If physicians are so excellent at reading and responding to patients, why is rapport so poor and why do docs get sued every day? Dont tell me its outcome, because it isnt...it IS rapport.
 
Well idio, I assume your post wasn't in response to me as I never implied that physicians are good at reading and responding but I would like to re-iterate that I was merely explaining that the test does not do what it claims to do. I think it would be great to have a test that would teach physicians to be better but their isn't. In fact it isn't possible. A test merely guages ability, it doesn't teach you.
 
Originally posted by Idiopathic
There will be $$ changing hands, but you dont set something like this up for a measly ~3 million a year. Medicine is a multi-billion dollar industry, and the AOA swears that they are pulling no profit from this deal.

And you believe the AOA? 🙄
 
I think everyone realizes that tests do not teach, the schools are supposed to teach. Tests are there for quality control. While I am not in support of the test, per se, I do feel that the need is there to renovate the way the industry as a whole deals with patients. As far as trusting the AOA, I do know that an industry the size of the AOA does not go to all this trouble for a measly 3 mil a year. BUT, the benefits received by the profession might be greater than that in value...anyone?
 
Anyone have any idea about how this thing is being graded??

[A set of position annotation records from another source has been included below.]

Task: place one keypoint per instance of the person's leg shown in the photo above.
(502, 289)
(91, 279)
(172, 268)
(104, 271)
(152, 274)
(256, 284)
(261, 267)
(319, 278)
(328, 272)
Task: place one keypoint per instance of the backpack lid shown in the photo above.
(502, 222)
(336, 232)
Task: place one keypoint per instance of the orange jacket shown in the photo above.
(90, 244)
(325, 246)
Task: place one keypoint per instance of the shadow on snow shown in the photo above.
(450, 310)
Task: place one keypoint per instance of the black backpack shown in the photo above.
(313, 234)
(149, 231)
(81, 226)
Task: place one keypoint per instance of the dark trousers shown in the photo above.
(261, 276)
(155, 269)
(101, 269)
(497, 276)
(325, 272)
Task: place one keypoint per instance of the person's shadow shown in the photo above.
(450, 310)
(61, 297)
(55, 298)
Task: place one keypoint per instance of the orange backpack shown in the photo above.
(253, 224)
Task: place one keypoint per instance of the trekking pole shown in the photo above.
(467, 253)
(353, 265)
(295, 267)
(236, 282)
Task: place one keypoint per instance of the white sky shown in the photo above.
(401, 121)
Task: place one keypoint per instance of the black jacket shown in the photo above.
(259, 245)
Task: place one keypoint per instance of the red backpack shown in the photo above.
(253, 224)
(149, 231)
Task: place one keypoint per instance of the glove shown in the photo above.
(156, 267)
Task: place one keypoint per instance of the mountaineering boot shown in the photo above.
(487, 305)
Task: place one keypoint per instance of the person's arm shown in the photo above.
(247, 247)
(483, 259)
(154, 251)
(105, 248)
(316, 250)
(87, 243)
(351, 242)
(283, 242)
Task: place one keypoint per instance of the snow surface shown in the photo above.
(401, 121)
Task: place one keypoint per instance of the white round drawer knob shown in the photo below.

Obviously, there has to be some large subjective component, like if I smile twice I get a 90, but if I only smile once I get an 80? This makes me nervous. Sounds like this test will have the intellectual integrity of an OMM practical. Scary.

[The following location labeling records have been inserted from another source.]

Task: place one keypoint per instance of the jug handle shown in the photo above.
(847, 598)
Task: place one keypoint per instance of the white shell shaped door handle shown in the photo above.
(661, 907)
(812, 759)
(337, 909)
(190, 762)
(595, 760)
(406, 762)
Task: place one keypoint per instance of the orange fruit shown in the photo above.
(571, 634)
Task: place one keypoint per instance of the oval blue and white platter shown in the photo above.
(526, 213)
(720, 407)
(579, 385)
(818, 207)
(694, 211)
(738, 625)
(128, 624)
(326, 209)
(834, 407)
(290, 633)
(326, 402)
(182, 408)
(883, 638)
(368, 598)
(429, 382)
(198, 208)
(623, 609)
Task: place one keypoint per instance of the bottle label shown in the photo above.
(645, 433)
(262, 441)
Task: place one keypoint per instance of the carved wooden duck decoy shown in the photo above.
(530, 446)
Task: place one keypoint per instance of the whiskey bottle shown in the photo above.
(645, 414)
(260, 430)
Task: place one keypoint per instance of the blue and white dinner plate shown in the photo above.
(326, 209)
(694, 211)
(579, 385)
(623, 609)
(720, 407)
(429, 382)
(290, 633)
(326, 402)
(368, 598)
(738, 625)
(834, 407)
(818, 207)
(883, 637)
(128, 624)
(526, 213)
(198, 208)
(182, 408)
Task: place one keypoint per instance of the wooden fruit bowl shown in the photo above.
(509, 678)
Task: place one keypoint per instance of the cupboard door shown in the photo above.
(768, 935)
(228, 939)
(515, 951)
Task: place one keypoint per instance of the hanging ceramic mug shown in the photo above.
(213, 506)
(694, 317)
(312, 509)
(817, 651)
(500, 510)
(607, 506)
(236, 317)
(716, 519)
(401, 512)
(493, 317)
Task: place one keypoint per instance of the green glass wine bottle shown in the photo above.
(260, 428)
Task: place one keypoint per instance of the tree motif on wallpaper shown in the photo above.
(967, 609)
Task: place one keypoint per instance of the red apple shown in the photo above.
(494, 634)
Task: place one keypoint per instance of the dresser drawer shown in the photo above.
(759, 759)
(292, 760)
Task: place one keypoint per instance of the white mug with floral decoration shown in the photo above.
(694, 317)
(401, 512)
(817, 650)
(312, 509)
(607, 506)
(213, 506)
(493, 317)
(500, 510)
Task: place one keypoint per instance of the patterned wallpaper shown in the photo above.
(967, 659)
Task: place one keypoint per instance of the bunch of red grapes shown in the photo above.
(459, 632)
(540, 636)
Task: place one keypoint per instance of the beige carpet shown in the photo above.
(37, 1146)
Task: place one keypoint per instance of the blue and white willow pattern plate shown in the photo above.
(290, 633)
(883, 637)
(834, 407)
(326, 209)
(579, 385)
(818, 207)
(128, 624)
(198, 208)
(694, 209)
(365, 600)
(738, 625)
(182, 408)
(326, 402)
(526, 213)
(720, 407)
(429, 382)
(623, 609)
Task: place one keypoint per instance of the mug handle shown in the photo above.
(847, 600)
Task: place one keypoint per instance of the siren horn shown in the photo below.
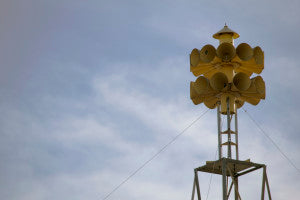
(219, 81)
(241, 81)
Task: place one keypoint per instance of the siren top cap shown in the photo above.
(224, 31)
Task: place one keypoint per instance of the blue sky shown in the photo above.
(90, 90)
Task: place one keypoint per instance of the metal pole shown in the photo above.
(197, 185)
(263, 184)
(228, 130)
(236, 154)
(219, 132)
(224, 179)
(236, 136)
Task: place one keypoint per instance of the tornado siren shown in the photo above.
(224, 81)
(226, 73)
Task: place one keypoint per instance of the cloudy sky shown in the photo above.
(91, 89)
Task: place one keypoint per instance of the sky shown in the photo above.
(90, 90)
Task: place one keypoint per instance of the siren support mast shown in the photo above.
(226, 85)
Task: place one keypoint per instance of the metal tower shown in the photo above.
(226, 85)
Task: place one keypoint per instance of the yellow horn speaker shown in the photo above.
(258, 55)
(207, 53)
(211, 102)
(244, 51)
(224, 99)
(197, 99)
(226, 51)
(257, 89)
(219, 81)
(241, 81)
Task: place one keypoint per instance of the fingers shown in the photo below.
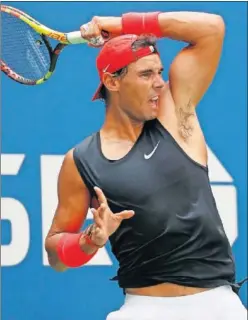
(126, 214)
(98, 220)
(100, 195)
(91, 31)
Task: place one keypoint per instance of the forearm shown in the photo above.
(51, 246)
(191, 27)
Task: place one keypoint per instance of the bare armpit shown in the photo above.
(185, 120)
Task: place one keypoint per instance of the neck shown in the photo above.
(118, 125)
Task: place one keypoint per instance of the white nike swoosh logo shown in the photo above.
(148, 156)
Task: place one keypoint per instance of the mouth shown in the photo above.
(154, 102)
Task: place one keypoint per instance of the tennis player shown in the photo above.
(145, 174)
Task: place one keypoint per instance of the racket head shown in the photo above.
(27, 55)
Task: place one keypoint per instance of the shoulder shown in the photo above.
(85, 145)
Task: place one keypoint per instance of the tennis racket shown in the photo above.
(27, 55)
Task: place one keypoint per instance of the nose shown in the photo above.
(158, 82)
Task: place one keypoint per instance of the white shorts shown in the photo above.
(215, 304)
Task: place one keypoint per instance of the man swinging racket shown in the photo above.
(145, 174)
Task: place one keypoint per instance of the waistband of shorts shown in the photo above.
(213, 293)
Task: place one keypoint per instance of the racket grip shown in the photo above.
(75, 37)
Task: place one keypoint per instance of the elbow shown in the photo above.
(219, 26)
(53, 259)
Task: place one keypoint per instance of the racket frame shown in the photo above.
(62, 38)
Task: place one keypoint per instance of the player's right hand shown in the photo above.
(101, 29)
(105, 221)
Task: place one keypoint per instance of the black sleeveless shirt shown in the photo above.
(176, 234)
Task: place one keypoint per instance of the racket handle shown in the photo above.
(75, 37)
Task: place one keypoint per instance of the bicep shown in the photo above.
(73, 199)
(193, 69)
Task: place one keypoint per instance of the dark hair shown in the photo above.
(142, 42)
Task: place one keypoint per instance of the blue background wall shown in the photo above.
(51, 118)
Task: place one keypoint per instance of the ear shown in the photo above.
(110, 82)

Anyone know why it is only given in one location? Dosen't every school have clinic facilities?
 
It's going to be pass/fail. No number grades involved. Supposedly you'll have about 13 patients to see, you'll have about 10-15 minutes to do an H&P and about 10 minutes to write a SOAP note. They supposedly estimate a fail rate of about 4-7% the first year, so you REALLY have to do something stupid to fail this test. OMM will be incorporated, but as far as grading it, it's more your willingness to use it rather than your technical skill at manipulation, from what I was told.

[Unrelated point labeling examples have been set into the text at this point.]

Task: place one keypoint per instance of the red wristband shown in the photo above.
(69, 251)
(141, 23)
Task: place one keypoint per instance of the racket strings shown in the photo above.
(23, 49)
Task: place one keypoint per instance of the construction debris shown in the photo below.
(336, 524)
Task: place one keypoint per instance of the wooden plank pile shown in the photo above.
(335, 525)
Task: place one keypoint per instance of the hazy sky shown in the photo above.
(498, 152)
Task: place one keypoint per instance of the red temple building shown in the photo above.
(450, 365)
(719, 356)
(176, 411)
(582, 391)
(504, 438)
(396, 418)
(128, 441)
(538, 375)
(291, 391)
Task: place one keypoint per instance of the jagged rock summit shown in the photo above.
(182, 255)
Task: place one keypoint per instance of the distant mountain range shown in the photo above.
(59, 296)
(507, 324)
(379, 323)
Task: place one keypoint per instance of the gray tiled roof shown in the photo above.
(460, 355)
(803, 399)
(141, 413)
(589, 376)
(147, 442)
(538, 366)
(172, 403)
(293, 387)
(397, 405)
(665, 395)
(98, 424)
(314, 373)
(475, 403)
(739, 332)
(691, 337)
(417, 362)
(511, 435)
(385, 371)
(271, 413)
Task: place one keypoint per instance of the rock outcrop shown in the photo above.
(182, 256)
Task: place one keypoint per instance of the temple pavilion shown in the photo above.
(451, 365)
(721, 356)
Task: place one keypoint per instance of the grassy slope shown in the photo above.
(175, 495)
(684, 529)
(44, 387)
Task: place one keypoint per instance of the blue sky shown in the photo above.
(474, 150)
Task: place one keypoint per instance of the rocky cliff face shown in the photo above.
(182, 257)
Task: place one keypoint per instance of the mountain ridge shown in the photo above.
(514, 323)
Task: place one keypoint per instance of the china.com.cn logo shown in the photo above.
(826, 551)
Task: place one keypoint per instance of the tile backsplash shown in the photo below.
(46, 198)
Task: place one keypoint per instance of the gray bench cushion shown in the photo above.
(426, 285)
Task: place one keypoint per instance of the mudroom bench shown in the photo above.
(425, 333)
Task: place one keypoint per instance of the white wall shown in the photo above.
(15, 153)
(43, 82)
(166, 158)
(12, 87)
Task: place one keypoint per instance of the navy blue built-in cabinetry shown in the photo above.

Second, I'm not trying to defend the AOA here, but please stop implying the AOA is making money off this test. The AOA is NOT offering or creating this test, the NBOME is, and the two organizations are not linked to one another officially. This past summer the AOA Board of Trustees actually voted to NOT endorse, although not outright reject either, the implementation of the test. However, later the AOA House of Delegates, the supreme voice of the AOA, voted to go forth with the implementation, basically learning from the mistakes of the AMA and the large political black cloud that is still following the AMA around after they voted to denounce the clinical skills exam.

The test may be expensive, but these tests are expensive to implement, especially since they have to provide standardized facilities, train standardized patients, etc and only 3000 people a year will be taking the test. If the NBOME does make money off this, they'll have to explain it to the feds as they're a non-profit organization.

Lastly, to the poster that alluded to the Canadian test and the results, or lack-there-of from it, actually there's been several papers published which somehow work the statistics to show the test is valid and correctly weeds out young physicians who are not competent. These papers are most of the fuel the state medical boards are using to drive this train. I read one awhile ago which had more statistical crap in it that I could understand, but to the people in the know on these things, the test is supposedly validated, on paper at least. The court of public opinion is the real judge and jury for this matter and we all know how the public feels about more testing for physicians. :clap:
😡

Like it or not, it's happening. There's no stopping this train, as without it you wont get a license according to the federation of state medical boards. Grin and bear it is my advice.